JWTs giving HTTP 403 responses



We have been using JWTs on Tyk cloud for a little while now, and it worked pretty smoothly. As we’re still in our Proof of concept phase, I hadn’t touched the part that was using Tyk for a couple of days. When I now try to use the JWTs, every JWT I try results in a HTTP 403. Here more info:

When pasting the encoded JWT into: https://jwt.io/ and adding the secret, it validated correctly. When I then queried for the key in Tyk cloud, it gave me the right key, with the right access permission on the right API (+version).

The message in the 403 is:
“error”: “Key not authorized”

Any ideas on what might have changed on Tyk cloud, or where I could look further?

JWT details

Encoded token: eyJhbGciOiJIUzI1NiIsInR5cCI6IkpXVCIsImtpZCI6IjU2NzEzODc3NDgzNjY3MDAwMTAwMDBmYzcwNmZiZGNiYjJmZTQwYjU0YzI5MTcwMDNhZTcyZDBhIn0.e30.ptZA5UoSCn3GcyRjfJn5g9L_i77SS8wIb8Q_UtnSte0

“alg”: “HS256”,
“typ”: “JWT”,
“kid”: “5671387748366700010000fc706fbdcbb2fe40b54c2917003ae72d0a”


Verify signature:
base64UrlEncode(header) + “.” +


The short answer is that we introduced a check for base64 encoded sub or kid headers, the issue is, sub or kid headers that aren’t b64 encoded are still decoding (bug) and that causes the error.

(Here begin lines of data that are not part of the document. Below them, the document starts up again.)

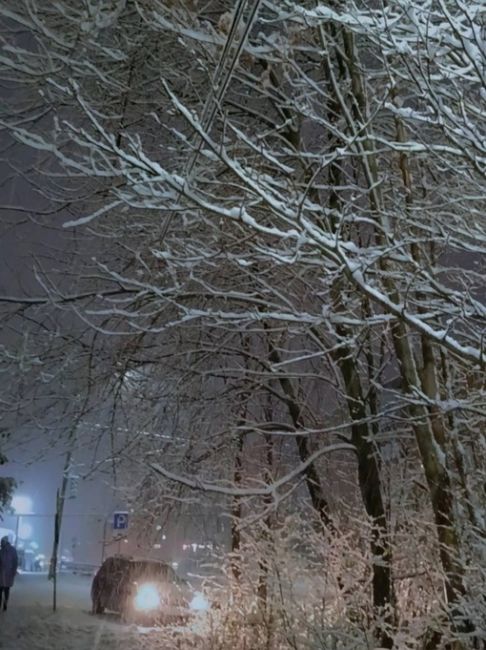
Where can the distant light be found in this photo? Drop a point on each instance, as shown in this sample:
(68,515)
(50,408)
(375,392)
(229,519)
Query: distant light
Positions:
(147,598)
(25,530)
(22,505)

short term: b64 encode the id, however we’re probably going to roll this back.

That roll-back is in place now, your JWTs should b working normally again.

Hi Martin,

thanks for the update, it is indeed working again. Where is the changelog for the original deploy?


Hi Patrick,

It was a maintenance release to improve HMAC compatibility with legacy .Net clients, so no announcement or change log was posted. The JWT improvements were part of an ongoing experimental feature set that had an unfortunate side-effect of double-decoding kid headers.